BT Group, the largest broadband and mobile provider in Britain, has announced plans to cut up to 55,000 jobs, including contractors, by 2030. This reduction potentially represents over 40% of its workforce as the company finalizes its fibre roll-out and adjusts to emerging technologies like artificial intelligence (AI).
Under the leadership of CEO Philip Jansen, BT has been implementing a transformation plan aimed at establishing a national fibre network and launching high-speed 5G mobile services.
Despite reporting pro forma revenue and core earnings growth for the first time in six years, the costs associated with business transformation and the impact on free cash flow have negatively impacted the company’s shares, resulting in a 7% decline in morning trade.
Jansen outlined that once the fibre roll-out is complete, and the company digitises its operations, adopts AI, and streamlines its structure, BT will rely on a significantly smaller workforce and achieve a substantially reduced cost base by the end of the 2020s.
“New BT Group will be a leaner business with a brighter future,” he said.
BT Group has announced plans to reduce its workforce from 130,000 to between 75,000 and 90,000 by its 2030 financial year.
Out of the current employees, approximately 30,000 are contractors. The company anticipates that the job cuts will accelerate as it finalises its fibre build and discontinues 3G services.
Jansen said the reduction in jobs will be a rolling programme, spanning a period of five to seven years. The changes are expected to align with a “landing zone” by the specified timeframe.
In a similar move, BT’s competitor Vodafone also revealed plans to cut 11,000 jobs globally to regain its competitive position.
Jansen explained that advancements in technology would lead to a decrease in the demand for network engineers, with approximately 10,000 fewer professionals required to manage digital networks.
Additionally, automation and AI are expected to replace another 10,000 positions.
According to Jansen, there are significant possibilities to leverage AI, and he described generative AI large language models as a groundbreaking advancement comparable to the advent of smartphones. He expressed BT’s intention to utilise AI to enhance customer service, prioritising customer requirements, and to capitalise on other potential business prospects.
“We’re not going to be in a situation where people feel like they’re dealing with a robot,” he said. “”We’ve got multichannel, we’re online, we have got 450 stores, that’s not planning on changing.”
Jansen, acknowledged that the company had made commendable strides in its full-year results, particularly considering the challenging macro-economic environment. Meeting market predictions, BT reported a 5% increase in adjusted core earnings, reaching £7.9 billion ($10 billion).
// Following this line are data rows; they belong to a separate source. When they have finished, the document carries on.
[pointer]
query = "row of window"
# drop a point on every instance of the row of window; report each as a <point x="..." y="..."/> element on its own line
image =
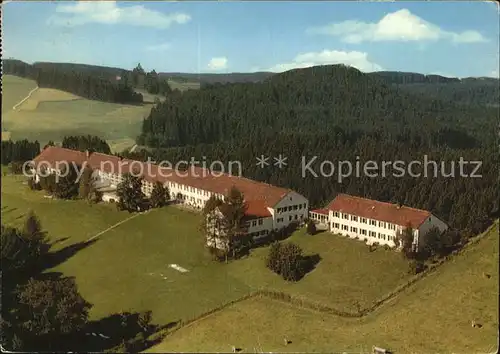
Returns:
<point x="291" y="207"/>
<point x="371" y="222"/>
<point x="115" y="179"/>
<point x="364" y="232"/>
<point x="255" y="222"/>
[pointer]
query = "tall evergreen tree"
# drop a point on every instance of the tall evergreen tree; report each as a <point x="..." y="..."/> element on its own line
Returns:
<point x="129" y="191"/>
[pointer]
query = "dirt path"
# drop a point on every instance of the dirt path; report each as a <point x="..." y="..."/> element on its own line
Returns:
<point x="24" y="99"/>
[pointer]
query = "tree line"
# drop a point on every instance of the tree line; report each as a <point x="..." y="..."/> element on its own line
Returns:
<point x="92" y="82"/>
<point x="82" y="84"/>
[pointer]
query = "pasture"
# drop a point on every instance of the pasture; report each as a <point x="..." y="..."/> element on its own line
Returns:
<point x="125" y="269"/>
<point x="433" y="315"/>
<point x="52" y="114"/>
<point x="183" y="86"/>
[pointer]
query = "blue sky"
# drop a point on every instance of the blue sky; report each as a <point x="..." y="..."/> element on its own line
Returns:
<point x="448" y="38"/>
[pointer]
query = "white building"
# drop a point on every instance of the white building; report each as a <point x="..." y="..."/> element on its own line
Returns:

This growth was attributed to positive performance in networks and consumer businesses, which offset a decline in the enterprise segment.
However, BT experienced a 5% decrease in free cash flow (FCF), amounting to £1.3 billion, which fell at the lower end of its guidance. This decline can be attributed to higher cash capital expenditure.
Furthermore, the projected free cash flow for 2024 was below analysts’ expectations, indicating a more conservative outlook for the company’s cash flow generation in the coming years.
Simon Lowth, the Chief Financial Officer of BT, announced that the company intends to allocate the funds generated from the British government’s new tax expensing to support its network expansion and facilitate customer connectivity through fibre.
As a result, the projected free cash flow for the year is estimated to be between £1.0 billion and £1.2 billion, which falls below market expectations of £1.22 billion.
BT’s networks division, Openreach, has reaffirmed its commitment to connecting 25 million premises with ultra-fast full-fibre connections by the end of 2026.
The company has been making substantial investments to accelerate the deployment of its fibre network, outpacing competitors like Virgin Media O2 and smaller alternative networks.
Furthermore, BT anticipates growth in both revenue and core earnings on a pro forma basis for the current year.